I, I think it had a different weight. You know, when it came out in the fifties or the sixties, but, he kind of has four, four pillars that I think are really useful for thinking about any any system of activities, including network operations. So the first pillar is appreciation for a system. Nothing happens in isolation, not one person, not one router, not one circuit, not one NMS. You know, it's all connected.

Even your even your ticketing system, your connections to services in the cloud. Right?

There are implications for viewing things as a whole, and that can be really, really helpful. Even, even a router or any network element is a system. It's got hardware and it's got software. There are different software processes and there are different hardware components.

So being able to think holistically about any network element all the way out to your organization, I think is really, really useful.

Second pillar is something he called knowledge of variation. Right? And that's really what statistical process control is all about.

Making sure you're observing what's going on so you know what variation is happening so you can figure out what variation is normal and what variation you can eliminate.

That would translate in NetOps to things like, you know, mean time to service restoration, mean time to innocence, Right? And having metrics on, okay, what happened during that outage?

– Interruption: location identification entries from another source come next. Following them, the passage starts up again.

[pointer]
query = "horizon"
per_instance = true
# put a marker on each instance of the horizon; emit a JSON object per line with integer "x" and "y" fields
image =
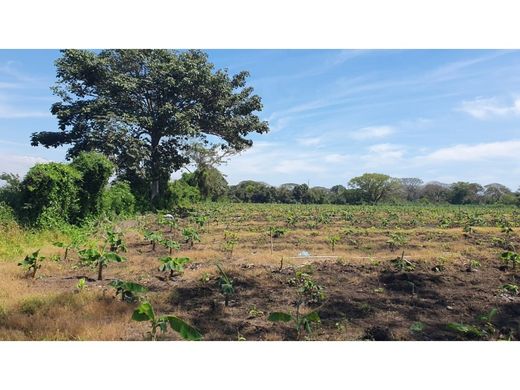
{"x": 438, "y": 115}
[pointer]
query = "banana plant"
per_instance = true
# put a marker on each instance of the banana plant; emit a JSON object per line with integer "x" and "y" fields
{"x": 275, "y": 232}
{"x": 145, "y": 312}
{"x": 332, "y": 241}
{"x": 175, "y": 264}
{"x": 510, "y": 257}
{"x": 99, "y": 259}
{"x": 190, "y": 236}
{"x": 154, "y": 238}
{"x": 129, "y": 291}
{"x": 171, "y": 245}
{"x": 226, "y": 285}
{"x": 115, "y": 241}
{"x": 76, "y": 240}
{"x": 31, "y": 263}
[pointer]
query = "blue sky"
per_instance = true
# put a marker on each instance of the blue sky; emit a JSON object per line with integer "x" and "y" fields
{"x": 443, "y": 115}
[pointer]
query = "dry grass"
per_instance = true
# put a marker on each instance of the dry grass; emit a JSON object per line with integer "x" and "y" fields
{"x": 50, "y": 307}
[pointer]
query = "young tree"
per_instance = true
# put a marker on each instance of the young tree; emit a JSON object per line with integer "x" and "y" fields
{"x": 412, "y": 187}
{"x": 144, "y": 108}
{"x": 463, "y": 193}
{"x": 373, "y": 187}
{"x": 95, "y": 171}
{"x": 436, "y": 192}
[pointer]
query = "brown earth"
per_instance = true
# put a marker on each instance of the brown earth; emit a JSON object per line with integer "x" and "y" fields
{"x": 366, "y": 296}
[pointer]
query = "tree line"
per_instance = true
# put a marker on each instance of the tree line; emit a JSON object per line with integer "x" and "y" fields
{"x": 369, "y": 188}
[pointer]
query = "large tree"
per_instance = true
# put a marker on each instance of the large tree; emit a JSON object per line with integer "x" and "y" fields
{"x": 144, "y": 108}
{"x": 373, "y": 187}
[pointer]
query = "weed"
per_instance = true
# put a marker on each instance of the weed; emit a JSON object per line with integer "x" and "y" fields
{"x": 145, "y": 312}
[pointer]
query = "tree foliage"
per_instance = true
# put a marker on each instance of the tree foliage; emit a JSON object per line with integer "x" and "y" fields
{"x": 50, "y": 194}
{"x": 143, "y": 109}
{"x": 95, "y": 171}
{"x": 373, "y": 187}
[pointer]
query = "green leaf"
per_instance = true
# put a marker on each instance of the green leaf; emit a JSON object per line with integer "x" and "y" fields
{"x": 279, "y": 316}
{"x": 186, "y": 331}
{"x": 111, "y": 256}
{"x": 144, "y": 312}
{"x": 313, "y": 317}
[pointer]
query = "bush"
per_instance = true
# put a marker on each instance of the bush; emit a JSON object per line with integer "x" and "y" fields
{"x": 95, "y": 170}
{"x": 181, "y": 195}
{"x": 50, "y": 194}
{"x": 10, "y": 191}
{"x": 118, "y": 199}
{"x": 7, "y": 217}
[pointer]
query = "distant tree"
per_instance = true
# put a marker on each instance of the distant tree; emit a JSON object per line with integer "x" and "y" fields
{"x": 50, "y": 194}
{"x": 283, "y": 194}
{"x": 373, "y": 187}
{"x": 181, "y": 194}
{"x": 301, "y": 194}
{"x": 494, "y": 192}
{"x": 95, "y": 171}
{"x": 144, "y": 108}
{"x": 10, "y": 192}
{"x": 252, "y": 191}
{"x": 338, "y": 194}
{"x": 464, "y": 193}
{"x": 412, "y": 188}
{"x": 211, "y": 183}
{"x": 319, "y": 195}
{"x": 436, "y": 192}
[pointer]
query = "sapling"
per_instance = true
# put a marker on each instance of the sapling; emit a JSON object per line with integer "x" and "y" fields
{"x": 153, "y": 237}
{"x": 510, "y": 256}
{"x": 308, "y": 291}
{"x": 145, "y": 312}
{"x": 99, "y": 259}
{"x": 115, "y": 241}
{"x": 31, "y": 263}
{"x": 171, "y": 245}
{"x": 226, "y": 285}
{"x": 300, "y": 321}
{"x": 175, "y": 264}
{"x": 396, "y": 240}
{"x": 333, "y": 240}
{"x": 403, "y": 265}
{"x": 230, "y": 241}
{"x": 190, "y": 236}
{"x": 129, "y": 290}
{"x": 275, "y": 232}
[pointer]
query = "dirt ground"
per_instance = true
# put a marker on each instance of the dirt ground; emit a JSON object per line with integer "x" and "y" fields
{"x": 367, "y": 297}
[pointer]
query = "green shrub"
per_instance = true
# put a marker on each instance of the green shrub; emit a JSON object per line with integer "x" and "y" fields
{"x": 10, "y": 191}
{"x": 181, "y": 195}
{"x": 118, "y": 199}
{"x": 7, "y": 217}
{"x": 95, "y": 170}
{"x": 50, "y": 194}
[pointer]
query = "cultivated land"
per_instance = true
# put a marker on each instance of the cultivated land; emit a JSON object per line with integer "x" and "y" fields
{"x": 388, "y": 273}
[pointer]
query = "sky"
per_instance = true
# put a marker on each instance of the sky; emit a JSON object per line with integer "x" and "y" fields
{"x": 440, "y": 115}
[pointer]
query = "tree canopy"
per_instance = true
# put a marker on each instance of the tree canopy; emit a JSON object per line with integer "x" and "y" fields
{"x": 373, "y": 187}
{"x": 144, "y": 108}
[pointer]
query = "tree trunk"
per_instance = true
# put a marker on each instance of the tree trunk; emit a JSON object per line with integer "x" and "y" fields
{"x": 100, "y": 271}
{"x": 155, "y": 167}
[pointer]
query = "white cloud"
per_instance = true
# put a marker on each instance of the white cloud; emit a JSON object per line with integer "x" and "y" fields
{"x": 299, "y": 165}
{"x": 372, "y": 132}
{"x": 483, "y": 151}
{"x": 336, "y": 158}
{"x": 309, "y": 141}
{"x": 18, "y": 164}
{"x": 483, "y": 108}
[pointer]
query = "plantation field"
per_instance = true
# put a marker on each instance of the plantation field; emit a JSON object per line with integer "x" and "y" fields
{"x": 327, "y": 272}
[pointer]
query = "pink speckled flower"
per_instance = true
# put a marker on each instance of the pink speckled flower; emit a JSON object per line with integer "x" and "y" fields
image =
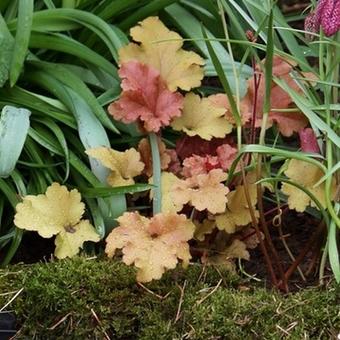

What what did we have no control over, you know, variation that that is natural, versus what could we have done better, more quickly, more effectively? Right? So, measuring and being very data based, he follows that into his third pillar, what he calls the theory of knowledge.

You should be making decisions based on data. Right? And and Mhmm.

In common terms, we would call that being data based or data informed.

Okay. He also put the idea of small experiments in there. Don't try to change everything in across a whole system at once. Do a little change. Measure the results. See what happened.

And there's some really great examples of that from, like, small batch manufacturing, that can lead to much, greater process improvements. You you can control things much better in a smaller experiment. Right. Right. And then his fourth item, fourth pillar is what he just calls psychology.

That's basically understanding human behavior, right? How people work, how people interact.

We're not just Python scripts. We're not just iOS commands.

We're not just tickets in ServiceNow. Right? There are people interacting with these systems and with each other, and that's an important part of the whole, of the whole system's view of things. Mhmm. Now on the people pieces, Deming puts a lot of responsibility on management and leadership.

For example, you know, he he would say quality happens in the boardroom.

Right? Decisions about process are made at the highest level, which means you can't blame the NOC engineer or, you know, the, the escalation engineer or the network architect.

There should be processes defined with quality in mind, from day one.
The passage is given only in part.